= Rancho Bolsa de las Escorpinas =

Mexican land grant

Rancho Bolsa de las Escorpinas was a 6416 acre Mexican land grant in present-day Monterey County, California given in 1837 by Governor Juan B. Alvarado to Salvador Espinoza. The grant was northwest of present-day Salinas, bounded on the south by today's Espinosa Lake. Espinosa Road runs east–west through the former rancho lands.

==History==
The first European land exploration of Alta California, the Spanish Portolà expedition, camped in the vicinity of Espinosa Lake on October 7, 1769. The party had spent the previous six nights near Blanco and continued north the next day to the Pajaro River, staying to the inland side of Elkhorn Slough.

Salvador Maria Espinoza (1796-) married Maria Josefa Lugarda Castro (1796-1848) in 1814. Espinosa served in a number of public offices in Monterey including alcade and regidor. He was mayordomo (administrator) at Mission Soledad in 1836–1839. He received the two square league Rancho Bolsa de las Escorpinas in 1837. Salvador's brother, José Trinidad Espinoza, was grantee of neighboring Rancho Los Gatos or Santa Rita. Salvador's son, Jose Carlos Cayetano Espinosa, was the grantee of Rancho Posa de los Ositos.
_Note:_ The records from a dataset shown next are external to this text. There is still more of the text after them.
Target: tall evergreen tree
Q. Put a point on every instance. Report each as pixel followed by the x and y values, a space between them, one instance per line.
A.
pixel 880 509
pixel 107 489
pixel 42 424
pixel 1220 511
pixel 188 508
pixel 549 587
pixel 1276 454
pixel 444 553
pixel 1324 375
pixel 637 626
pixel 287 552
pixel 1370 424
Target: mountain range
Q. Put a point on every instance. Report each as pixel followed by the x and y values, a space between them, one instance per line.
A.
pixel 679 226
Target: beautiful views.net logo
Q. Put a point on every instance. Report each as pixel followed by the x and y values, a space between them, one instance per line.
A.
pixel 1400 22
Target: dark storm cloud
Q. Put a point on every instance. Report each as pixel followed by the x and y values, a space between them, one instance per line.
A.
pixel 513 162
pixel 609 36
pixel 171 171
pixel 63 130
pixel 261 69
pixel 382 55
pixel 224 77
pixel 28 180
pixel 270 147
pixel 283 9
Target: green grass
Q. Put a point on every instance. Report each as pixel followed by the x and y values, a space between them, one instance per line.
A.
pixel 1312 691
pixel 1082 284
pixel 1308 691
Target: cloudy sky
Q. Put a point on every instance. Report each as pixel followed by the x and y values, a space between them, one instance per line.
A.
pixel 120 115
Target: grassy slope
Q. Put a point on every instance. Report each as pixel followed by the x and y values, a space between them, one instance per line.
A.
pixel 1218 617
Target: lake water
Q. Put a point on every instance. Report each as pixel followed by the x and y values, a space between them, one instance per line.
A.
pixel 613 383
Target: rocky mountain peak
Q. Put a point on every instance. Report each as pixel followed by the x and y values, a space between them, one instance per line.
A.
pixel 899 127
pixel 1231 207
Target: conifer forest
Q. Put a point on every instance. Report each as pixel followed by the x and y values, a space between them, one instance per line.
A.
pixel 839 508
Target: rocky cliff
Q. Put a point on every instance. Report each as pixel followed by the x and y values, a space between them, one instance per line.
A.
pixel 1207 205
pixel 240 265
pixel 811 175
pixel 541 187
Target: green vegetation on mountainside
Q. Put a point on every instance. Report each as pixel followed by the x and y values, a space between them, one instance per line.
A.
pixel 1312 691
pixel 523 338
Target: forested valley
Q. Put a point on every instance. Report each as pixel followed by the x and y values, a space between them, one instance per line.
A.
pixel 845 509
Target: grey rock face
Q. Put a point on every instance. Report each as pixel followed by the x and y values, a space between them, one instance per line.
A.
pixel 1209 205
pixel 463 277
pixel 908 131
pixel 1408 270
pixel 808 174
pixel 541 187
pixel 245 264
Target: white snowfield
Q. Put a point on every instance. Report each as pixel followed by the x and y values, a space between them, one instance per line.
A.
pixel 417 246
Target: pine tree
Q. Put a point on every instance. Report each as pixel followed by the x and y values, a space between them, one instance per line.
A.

With the cession of California to the United States following the Mexican-American War, the 1848 Treaty of Guadalupe Hidalgo provided that the land grants would be honored. As required by the Land Act of 1851, a claim for Rancho Bolsa de las Escorpinas was filed with the Public Land Commission in 1852, and the grant was patented to Salvador Espinoza in 1876.